Vejamos o inciso LXXIV, do art. 5º, CF/88: “O Estado prestará assistência jurídica integral e gratuita aos que comprovarem insuficiência de recursos” (grifei). Agora, vejamos o inciso XXXIV, alínea ‘a’, do mesmo art. 5º: “são a todos assegurados, independentemente do pagamento de taxas o direito de petição aos poderes públicos em defesa de direitos ou contra ilegalidade ou abuso de poder” (grifei). Penso que aqui nestes dispositivos constitucionais encontram-se a verdadeira causa para tanta persistência no que atine ao jus postulandi. Qual deveria ser custo arcado pelo Estado para dar cumprimento ao texto constitucional (???). Ou o Estado disponibilizaria defensores públicos em número suficiente, em cumprimento a outro comando constitucional (art. 134: A defensoria pública é instituição essencial à função jurisdicional do Estado, incumbindo-lhe a orientação jurídica e a defesa, em todos os graus, dos necessitados, na forma do art. 5º, LXXIV) ou faria convênio com a OAB disponibilizando advogados privados para tanto, sendo que em ambas circunstâncias haveria um alto custo econômico, mas um relevante cumprimento a ordem constitucional. Optou-se por fazer com que aquele que não possui condições financeiras faça sua autodefesa, se autoprejudicando. Daí, parece-me que as posições das altas Cortes da Justiça são políticas.
Se a teor do texto constitucional, bem assim do novo Estatuto dos Advogados (Lei n. 8.906/94) o advogado é indispensável à administração da justiça; se este mesmo estatuto em seu artigo 6º estabelece que não há hierarquia nem subordinação entre advogados, magistrados e Membros do Ministério Público, poderia as altas Cortes do Judiciário dizer que em certos processos ou setores da Justiça os advogados são “dispensáveis” ??? O Supremo Tribunal Federal é o guardião da Constituição Federal (art. 102), mas poderia o intérprete maior fazer da exceção regra geral??? Ou seja, a CF/88 não excepciona a indispensabilidade, mas o intérprete visualizou a exceção.
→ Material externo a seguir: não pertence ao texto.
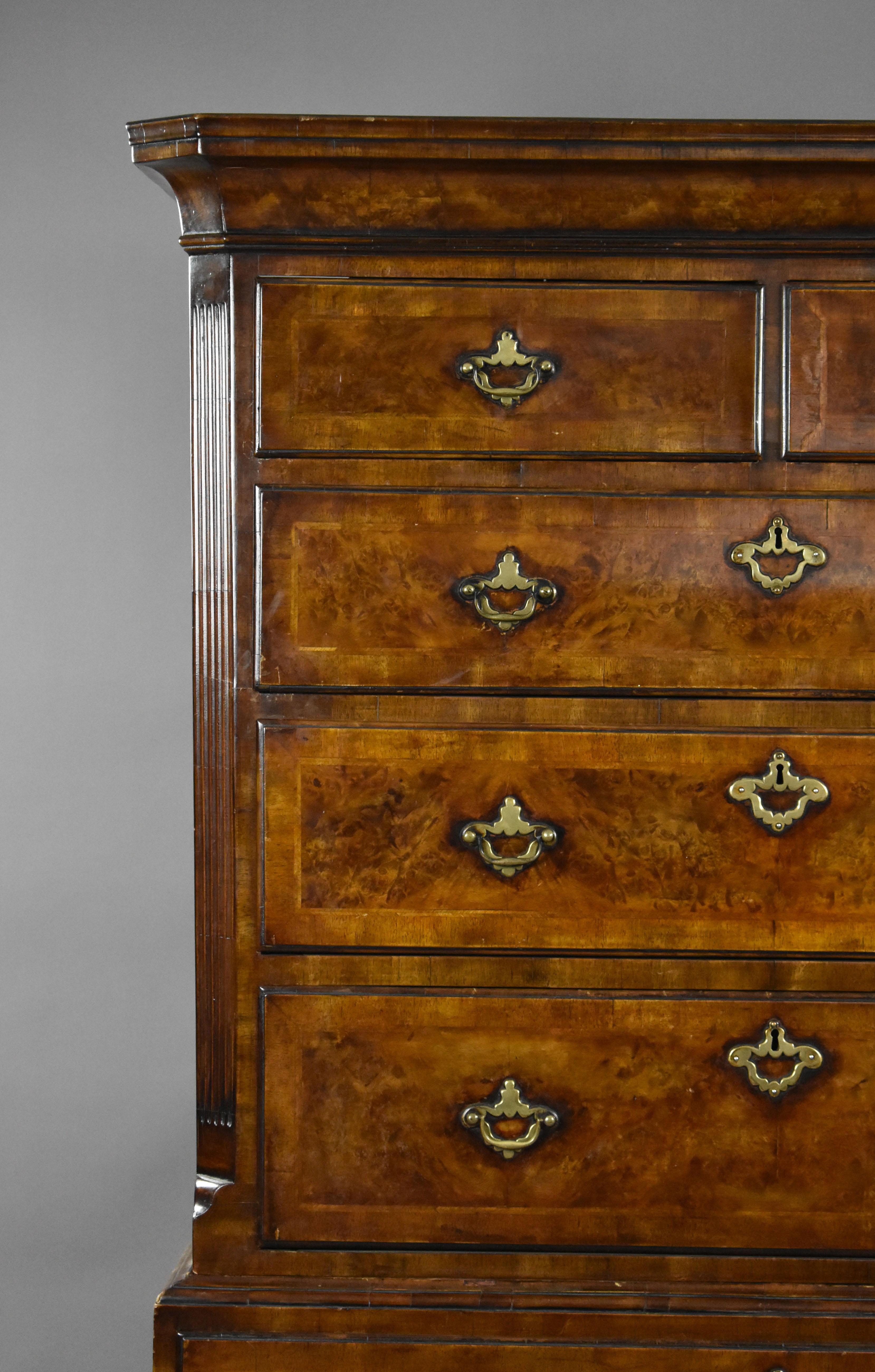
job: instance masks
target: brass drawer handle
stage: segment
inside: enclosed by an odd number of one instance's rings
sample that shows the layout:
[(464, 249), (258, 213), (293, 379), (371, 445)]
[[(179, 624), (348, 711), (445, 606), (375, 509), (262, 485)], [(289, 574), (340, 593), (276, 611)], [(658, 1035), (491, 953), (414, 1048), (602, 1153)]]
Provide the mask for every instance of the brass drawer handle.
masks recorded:
[[(786, 576), (769, 576), (760, 567), (757, 553), (769, 557), (783, 557), (787, 553), (801, 553), (802, 556), (793, 572)], [(760, 543), (736, 543), (730, 557), (738, 567), (746, 567), (752, 580), (764, 591), (771, 591), (772, 595), (783, 595), (786, 590), (802, 580), (806, 567), (823, 567), (827, 560), (824, 549), (819, 547), (817, 543), (797, 543), (790, 525), (780, 514), (775, 516)]]
[[(801, 792), (793, 809), (769, 809), (760, 800), (758, 790)], [(793, 760), (778, 749), (768, 760), (761, 777), (736, 777), (727, 792), (730, 800), (750, 805), (753, 818), (768, 829), (769, 833), (780, 836), (801, 819), (809, 801), (823, 805), (830, 799), (826, 783), (817, 777), (797, 777), (793, 771)]]
[[(527, 368), (518, 386), (492, 386), (490, 369), (501, 366), (510, 376), (510, 368)], [(542, 383), (549, 381), (560, 370), (560, 359), (553, 353), (527, 353), (520, 347), (520, 339), (513, 329), (499, 329), (492, 339), (491, 353), (461, 353), (455, 359), (455, 375), (462, 381), (473, 381), (481, 395), (494, 405), (512, 409), (531, 395)]]
[[(525, 838), (532, 836), (525, 852), (499, 853), (495, 851), (491, 838)], [(554, 825), (534, 819), (531, 823), (523, 816), (523, 808), (516, 796), (505, 796), (495, 819), (468, 819), (459, 831), (464, 844), (477, 849), (481, 862), (498, 877), (516, 877), (524, 867), (531, 867), (538, 862), (544, 848), (555, 848), (560, 841), (558, 830)]]
[[(765, 1077), (758, 1070), (753, 1061), (754, 1058), (795, 1058), (795, 1065), (783, 1077)], [(746, 1072), (752, 1087), (776, 1100), (784, 1091), (790, 1091), (798, 1085), (800, 1077), (806, 1067), (809, 1072), (817, 1072), (823, 1066), (823, 1054), (811, 1043), (793, 1043), (793, 1039), (787, 1039), (787, 1030), (780, 1019), (769, 1019), (763, 1026), (763, 1039), (760, 1043), (736, 1044), (734, 1048), (730, 1048), (727, 1062), (732, 1067)]]
[[(492, 1120), (499, 1117), (531, 1120), (532, 1122), (518, 1139), (502, 1139), (501, 1135), (494, 1133), (490, 1117)], [(477, 1100), (472, 1106), (465, 1106), (459, 1118), (466, 1129), (480, 1126), (480, 1137), (487, 1148), (501, 1152), (502, 1158), (507, 1159), (516, 1158), (517, 1152), (523, 1152), (524, 1148), (531, 1148), (540, 1137), (542, 1128), (554, 1129), (560, 1122), (555, 1110), (550, 1110), (547, 1106), (534, 1106), (525, 1100), (513, 1077), (505, 1077), (502, 1081), (498, 1100)]]
[[(480, 619), (494, 624), (499, 634), (510, 634), (532, 617), (538, 606), (554, 605), (560, 589), (546, 576), (527, 576), (513, 547), (506, 547), (495, 558), (491, 572), (462, 576), (453, 587), (465, 605), (473, 605)], [(495, 609), (490, 591), (524, 591), (525, 600), (516, 609)]]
O acesso à justiça é algo que vem sendo enfrentado há anos, com dificuldades. E é de fato necessário que todos tenham acesso ao Poder Judiciário, sem amarras. Com enorme felicidade o jurista italiano P.S. Mancini dividiu normas ideais em quatro princípios: lógico, jurídico, político e econômico. É evidente que a Justiça deve ser feita com os meios mais eficazes e expeditos na busca da verdade; é evidente que o processo deve igualar as partes (e não há esta isonomia quando uma delas está sem advogado); é evidente que deve-se atingir o máximo de resultado com o mínimo de sacrifício individual da liberdade; e é evidente que o processo não pode ter um custo elevado, seja de tempo ou dinheiro, que desestimule o indivíduo a buscar a justiça. Entretanto, isso não dá azo a afastar o advogado, pois o hipossuficiente tem direito a ele e se custos houver deverão ser arcados pelo Estado, que tem o dever constitucional de garantir justiça gratuita (mas isso deve dar-se sem ofensa a outros princípios como o da ampla defesa, mas com qualidade; o da isonomia, etc.).
Seria correto facilitar o acesso à justiça afastando o advogado, como se fosse este o responsável pelas mazelas do sistema!!!???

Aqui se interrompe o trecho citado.